The development of capitalist relations led to a kind of specialization and division of labor and the allocation within the framework of industrial capital, first of all, of trade and loan capital.

Trading capital - an isolated part of industrial capital operating in the sphere of commodity circulation. Commercial capital operates in monetary and commodity forms and goes through two stages of circulation. This type capital is exclusively engaged in organizing trade in order to obtain trade profit, which is the difference between the purchase and sale price of a product.

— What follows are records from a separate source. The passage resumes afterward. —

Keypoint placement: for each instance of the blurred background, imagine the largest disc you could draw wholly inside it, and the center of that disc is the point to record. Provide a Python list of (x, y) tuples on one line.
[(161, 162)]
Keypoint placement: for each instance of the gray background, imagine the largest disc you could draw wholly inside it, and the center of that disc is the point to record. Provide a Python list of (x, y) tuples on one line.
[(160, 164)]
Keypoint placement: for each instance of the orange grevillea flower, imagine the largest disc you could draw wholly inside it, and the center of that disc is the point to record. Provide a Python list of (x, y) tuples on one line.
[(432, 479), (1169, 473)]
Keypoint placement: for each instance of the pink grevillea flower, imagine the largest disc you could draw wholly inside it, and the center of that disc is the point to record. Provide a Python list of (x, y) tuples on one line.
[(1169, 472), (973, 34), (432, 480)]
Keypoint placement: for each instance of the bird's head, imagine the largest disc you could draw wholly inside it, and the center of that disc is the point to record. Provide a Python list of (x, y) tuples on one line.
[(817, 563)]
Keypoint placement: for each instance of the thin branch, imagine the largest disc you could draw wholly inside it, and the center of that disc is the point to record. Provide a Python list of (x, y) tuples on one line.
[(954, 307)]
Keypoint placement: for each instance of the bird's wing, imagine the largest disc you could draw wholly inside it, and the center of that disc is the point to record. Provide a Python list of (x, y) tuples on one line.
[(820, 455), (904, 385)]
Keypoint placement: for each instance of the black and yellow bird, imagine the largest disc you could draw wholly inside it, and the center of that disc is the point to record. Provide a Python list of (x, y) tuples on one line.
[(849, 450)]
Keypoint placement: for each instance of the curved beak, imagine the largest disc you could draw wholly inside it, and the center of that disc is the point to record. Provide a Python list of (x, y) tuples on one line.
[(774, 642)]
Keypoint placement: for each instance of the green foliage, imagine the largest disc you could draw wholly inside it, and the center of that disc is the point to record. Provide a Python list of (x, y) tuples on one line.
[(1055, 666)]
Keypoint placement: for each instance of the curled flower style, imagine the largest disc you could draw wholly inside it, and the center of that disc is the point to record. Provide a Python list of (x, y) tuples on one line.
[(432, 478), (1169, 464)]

Loan capital- an isolated part of industrial capital, loaned out and bringing income to the owner in the form of interest. Temporarily available funds are accumulated in the form of loan capital.

Today, the bulk of loan capital is concentrated in various financial and credit institutions - banks, funds, insurance companies, etc.

Bank capital- capital invested in a banking enterprise by bankers or bank shareholders.

Based on the formation of monopolistic associations in industry and banking in the 19th-20th centuries. financial capital was formed.

Financial capital- large banking capital merged with large industrial capital. On the one hand, banks, by providing loans to industrial enterprises or buying their shares, find themselves closely connected with the activities of these firms, in other words, with the activities of industrial capital. On the other hand, industrial capital influences banks through the purchase of their shares and the creation of their own financial structures. Financial capital is the basis for the existence of financial and industrial groups, including both industrial enterprises and banks, trading and transport companies, etc. Its product is the financial oligarchy - a small layer of the richest owners who have a significant influence on the economy and politics. For example, in the late 1990s. in Russia, about 6-7 financial and industrial groups controlled more than 50% of Russia's national wealth.

And in terms of areas of functioning - production (industrial), trade, financial (loan).

Among the theories of capital and profit, the most famous are the labor theory, the theory of abstinence, and the theory of capital as a good that generates income.

Capital as an economic resource is divided into real and capital. Therefore, it is advisable to first consider capital as a whole, especially its concept and theories, then real and financial capital separately.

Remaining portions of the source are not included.